1) You will spend an ungodly amount of money on stamps.
Save the dates, invitations, thank you notes, oh my. Stamps get expensive, yo! Especially for your actual invitations. If you're doing traditional invites, those things are probably going to need a few stamps each. It ended up costing us about $1.50 per invitation, and we sent out about 120 total. I hope e-vites are socially acceptable by the time my kids get hitched.
2) Even if your parents are footing the bill, you will still spend money on wedding stuff. Like, a lot of money.
Austin and I were so lucky that my parents could foot the bill for our entire wedding (thanks again, Jimbo and Sherbo!!). However, we still had to buy other stuff that was wedding related. New clothes and hair/make-up for the engagement pictures, the presents you buy for each other, "thank you" presents for shower hostesses, clothes and swim suits for the honeymoon, the actual honeymoon, a new dress/outfit for every party, shower, and the rehearsal dinner, and a million other random things.

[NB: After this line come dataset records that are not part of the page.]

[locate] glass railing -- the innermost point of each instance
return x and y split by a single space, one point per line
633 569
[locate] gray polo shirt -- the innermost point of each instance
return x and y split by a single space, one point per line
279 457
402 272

3) One (or more) of your vendors that you originally book (or something else) will probably change before your actual wedding day.
Everyone tells you that "something will go wrong" or that you "might have a little hiccup" before or on the big day. It's my opinion that something will most likely change over the course of your wedding planning. This may be something you choose to change, or it may be something that's beyond your control. For example, the lady that was supposed to do my hair and make up had a family emergency two days before our wedding and had to cancel. Luckily, she was very professional about it and arranged for one of her friends to replace her. It was definitely stressful, but it all turned out ok!
4) No matter how early you start planning things, you will still be scrambling at the end to get it all done.
Austin and I were engaged for almost 2 years. However, I was still working on the seating chart the morning before our wedding. As much as I tried to do things early and stay on top of everything, there is just SO much that has to get done right at the end.
5) People who RSVP as a "yes" won't come.
My wedding coordinator mentioned something about this, but I really didn't think it would happen. Sure enough, people didn't show up for one reason or another even though they said they would be there. The seating charts had already been printed, and their food and drinks had already been paid for, but oh well. You just have to realize that things come up and try not to stress out about it!
6) There is a tax for EVERYTHING, and it's expensive.
Don't budget based on the original numbers you are given. Always estimate more for that damned tax.
7) Your apartment/house will look like a wedding shop and a UPS store had a baby and then that baby blew up all over the place.
If you're lucky enough to live in a house, devote a guest room or large hall closet to house all of the "wedding stuff". If you live in a one bedroom apartment like me, just be prepared for chaos. Between all of the wedding junk (pictures, sparklers, invitations, gifts for the wedding party,
the guest book, programs, the seating chart, random doo dads) and the gifts people send, you'll be out of room quick!
8) It's kind of awkward to be the center of attention at your shower(s).
Your wedding shower is really fun, but it's pretty awkward to be in the hot seat while everyone is watching you open presents. I felt kind of like some weird museum exhibit that could only be viewed by women in uncomfortable shoes, sipping mimosas and filling out their bridal bingo cards.
9) You will have to go to the stores where you registered a LOT to return stuff and fix the registry.
I'm not sure why, but we got a lot of repeat gifts, and our online registry was never a true reflection of what we actually had and still needed. (I hear that's pretty common.) I'm definitely not complaining about people buying us stuff (thanks again, everyone!), but I may or may not be on a first name basis with a few of the cashiers at Pottery Barn. I tried to return things as we went along so our registries would stay as accurate as possible, but nothing was ever perfect, and that's ok!
10) Once your wedding day actually arrives, it's best to just let everything go and enjoy your day!
Okay, I'm sure you've heard this before, but it's really true. I was SO stressed and anxious for a good two weeks before our wedding. I wasn't nervous about the whole "being tied to one man for the rest of my life" thing; Austin is my main squeeze, and I couldn't wait to be his wife. Instead, I would find myself constantly checking things off in my head or wondering if I should email the groomsmen a schedule and packing list reminder just one more time. Once our ceremony started, though, I just pulled an Elsa and let it go. It was out of my hands, and guess what? Everything went just fine! It went incredibly, actually. Austin and I had a blast, and I think our guests enjoyed themselves too. It was the perfect day, and I'm not just saying that.